The gig economy and the changing face of jobs
When ‘sharing economy’ ventures such as Uber and AirBnB were launched, they were widely hailed as a service sector revolution: offering consumers low-cost alternatives to industries once considered a luxury while opening up new opportunities for individuals to earn income through flexible working or renting out everything from idle tools to parking spaces.
Yet with an estimated five million people now currently employed in the ‘gig’ economy, there has been growing disquiet about the legal protections for workers and the responsibility of multi-billion dollar firms as employers. The majority of such companies maintain they are technology platforms who facilitate self-employment, but a series of high-profile tribunals have seen the likes of Uber and Deliveroo forced to offer some concessions over holiday and sickness pay.
Critics see the gig economy as a more sophisticated manifestation of the low-paid, low-skilled shift work which has driven UK employment growth since the financial crisis or even as a return to the onerous conditions of ‘piecework’. Yet a report by the Resolution Foundation published in February 2017 notes that such flexible working is increasingly prevalent across well-paid, secure professions such as accountancy, management consultancy and teaching. The report argues that ‘tax advantages over employees, rather than new technology and the gig economy, are central to the rapid growth in self-employment’.
In response to this trend, the chancellor of the exchequer, Philip Hammond proposed to raise national insurance contributions for self-employed people, reducing this tax advantage. There has also been a crackdown on individuals working, in essence, as employees but being paid through limited companies that avoid national insurance altogether for both employer and employee, leaving a dent in government tax receipts running into billions.
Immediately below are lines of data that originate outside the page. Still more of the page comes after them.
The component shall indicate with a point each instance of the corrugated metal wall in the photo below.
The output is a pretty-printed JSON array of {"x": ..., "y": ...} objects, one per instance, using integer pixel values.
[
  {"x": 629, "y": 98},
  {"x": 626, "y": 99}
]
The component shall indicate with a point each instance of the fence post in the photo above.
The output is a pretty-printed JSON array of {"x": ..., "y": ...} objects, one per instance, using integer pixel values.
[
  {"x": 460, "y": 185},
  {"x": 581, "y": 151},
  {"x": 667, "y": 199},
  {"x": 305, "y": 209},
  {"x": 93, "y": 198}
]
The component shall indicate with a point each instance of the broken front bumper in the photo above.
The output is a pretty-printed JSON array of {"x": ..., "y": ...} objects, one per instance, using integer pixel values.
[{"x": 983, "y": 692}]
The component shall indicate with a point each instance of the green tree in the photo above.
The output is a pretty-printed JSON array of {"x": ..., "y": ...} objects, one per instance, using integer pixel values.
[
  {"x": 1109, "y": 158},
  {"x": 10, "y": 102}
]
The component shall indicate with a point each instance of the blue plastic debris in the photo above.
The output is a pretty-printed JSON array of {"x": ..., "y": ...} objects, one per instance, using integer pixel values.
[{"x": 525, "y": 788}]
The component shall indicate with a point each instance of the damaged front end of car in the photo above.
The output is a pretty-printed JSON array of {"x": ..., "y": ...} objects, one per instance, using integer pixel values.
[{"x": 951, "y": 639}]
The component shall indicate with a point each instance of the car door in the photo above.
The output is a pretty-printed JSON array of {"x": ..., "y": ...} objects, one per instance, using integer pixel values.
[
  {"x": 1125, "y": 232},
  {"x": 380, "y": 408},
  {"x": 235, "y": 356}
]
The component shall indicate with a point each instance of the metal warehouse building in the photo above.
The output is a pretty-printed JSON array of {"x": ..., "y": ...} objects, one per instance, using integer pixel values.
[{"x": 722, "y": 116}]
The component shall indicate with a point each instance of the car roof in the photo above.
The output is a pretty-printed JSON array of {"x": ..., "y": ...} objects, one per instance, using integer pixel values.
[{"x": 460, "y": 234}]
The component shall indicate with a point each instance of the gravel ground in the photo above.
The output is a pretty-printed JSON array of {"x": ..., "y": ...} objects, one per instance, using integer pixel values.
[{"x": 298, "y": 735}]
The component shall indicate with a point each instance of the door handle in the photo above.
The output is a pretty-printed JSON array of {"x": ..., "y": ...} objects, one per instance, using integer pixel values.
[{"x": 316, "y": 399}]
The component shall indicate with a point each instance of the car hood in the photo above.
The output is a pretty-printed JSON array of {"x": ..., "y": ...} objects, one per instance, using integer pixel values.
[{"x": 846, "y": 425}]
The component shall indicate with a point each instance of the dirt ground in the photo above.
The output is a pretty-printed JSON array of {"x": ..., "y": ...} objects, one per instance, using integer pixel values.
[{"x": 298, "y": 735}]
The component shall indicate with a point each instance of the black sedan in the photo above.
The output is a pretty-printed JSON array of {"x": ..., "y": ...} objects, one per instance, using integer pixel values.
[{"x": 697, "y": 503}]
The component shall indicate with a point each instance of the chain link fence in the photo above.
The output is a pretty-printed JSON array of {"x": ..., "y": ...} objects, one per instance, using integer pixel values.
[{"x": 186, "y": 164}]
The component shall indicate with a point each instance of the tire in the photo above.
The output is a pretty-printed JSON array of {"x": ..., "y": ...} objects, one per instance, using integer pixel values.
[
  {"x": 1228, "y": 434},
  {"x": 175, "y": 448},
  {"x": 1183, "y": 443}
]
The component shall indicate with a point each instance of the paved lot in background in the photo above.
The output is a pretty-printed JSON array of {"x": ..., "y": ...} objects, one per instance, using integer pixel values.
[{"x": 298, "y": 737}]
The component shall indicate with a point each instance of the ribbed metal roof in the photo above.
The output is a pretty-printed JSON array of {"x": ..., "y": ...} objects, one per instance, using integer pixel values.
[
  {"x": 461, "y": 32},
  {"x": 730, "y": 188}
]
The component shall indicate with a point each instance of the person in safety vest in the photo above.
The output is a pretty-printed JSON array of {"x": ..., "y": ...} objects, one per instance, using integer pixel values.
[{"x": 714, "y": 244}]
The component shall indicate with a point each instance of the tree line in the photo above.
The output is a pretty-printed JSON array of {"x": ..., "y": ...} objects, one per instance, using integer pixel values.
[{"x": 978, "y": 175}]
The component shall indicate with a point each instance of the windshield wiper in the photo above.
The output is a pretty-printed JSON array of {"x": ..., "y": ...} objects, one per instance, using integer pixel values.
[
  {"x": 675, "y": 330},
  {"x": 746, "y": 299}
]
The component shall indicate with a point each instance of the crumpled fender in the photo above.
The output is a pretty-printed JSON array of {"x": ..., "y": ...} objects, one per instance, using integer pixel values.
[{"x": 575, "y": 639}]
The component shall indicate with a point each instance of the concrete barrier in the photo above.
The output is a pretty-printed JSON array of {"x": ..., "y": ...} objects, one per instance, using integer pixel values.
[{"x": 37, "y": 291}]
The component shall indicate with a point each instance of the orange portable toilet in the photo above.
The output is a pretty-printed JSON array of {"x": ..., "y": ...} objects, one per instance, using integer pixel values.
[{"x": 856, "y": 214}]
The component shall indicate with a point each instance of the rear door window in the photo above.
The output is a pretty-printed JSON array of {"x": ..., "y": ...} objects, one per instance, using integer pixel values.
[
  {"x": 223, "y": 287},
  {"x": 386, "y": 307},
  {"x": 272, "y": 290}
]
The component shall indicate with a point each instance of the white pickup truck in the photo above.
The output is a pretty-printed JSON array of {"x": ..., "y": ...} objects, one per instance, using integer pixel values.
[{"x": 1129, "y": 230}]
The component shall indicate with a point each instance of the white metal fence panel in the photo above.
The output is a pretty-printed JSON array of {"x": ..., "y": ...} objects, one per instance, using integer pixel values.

One economic consequence may be a lowering of productivity, which has stagnated in the UK since the financial crisis. The gig economy may be disguising underemployment for many middle-class professionals. For other companies, hiring workers without holiday pay, pensions or other benefits, who are only paid for the work they do, may be a means of cutting costs or may be less risky than investing in machines or technology that could increase efficiency. Likewise, zero-hours contracts – that is, contracts with no fixed or guaranteed hours – have ballooned since the financial crisis from 143,000 to 900,000. Critics like the TUC view such contracts as ‘abuse’, with workers as ‘disposable labour’ who earn a third less than those on fixed hours. However, when McDonalds introduced a right to switch from zero-hours to fixed hours, only 20 per cent took up the offer, preferring to retain flexibility.
Is the rise of the gig economy a triumph for technology creating choice in employment, or a hi-tech mask for a struggling economy? Does the rapid success of gig economy companies suggest they’re benefitting from under-regulation, or is it their traditional rivals are over-regulated? Should policy-makers be more willing to intervene to protect workers’ rights at the expense of reducing their employment options? What happens to other traditional employment expectations – such as providing on-the-job skills and training – when hiring and firing becomes only a click away? Is the gig economy driving or reflecting changing expectations about what a job is?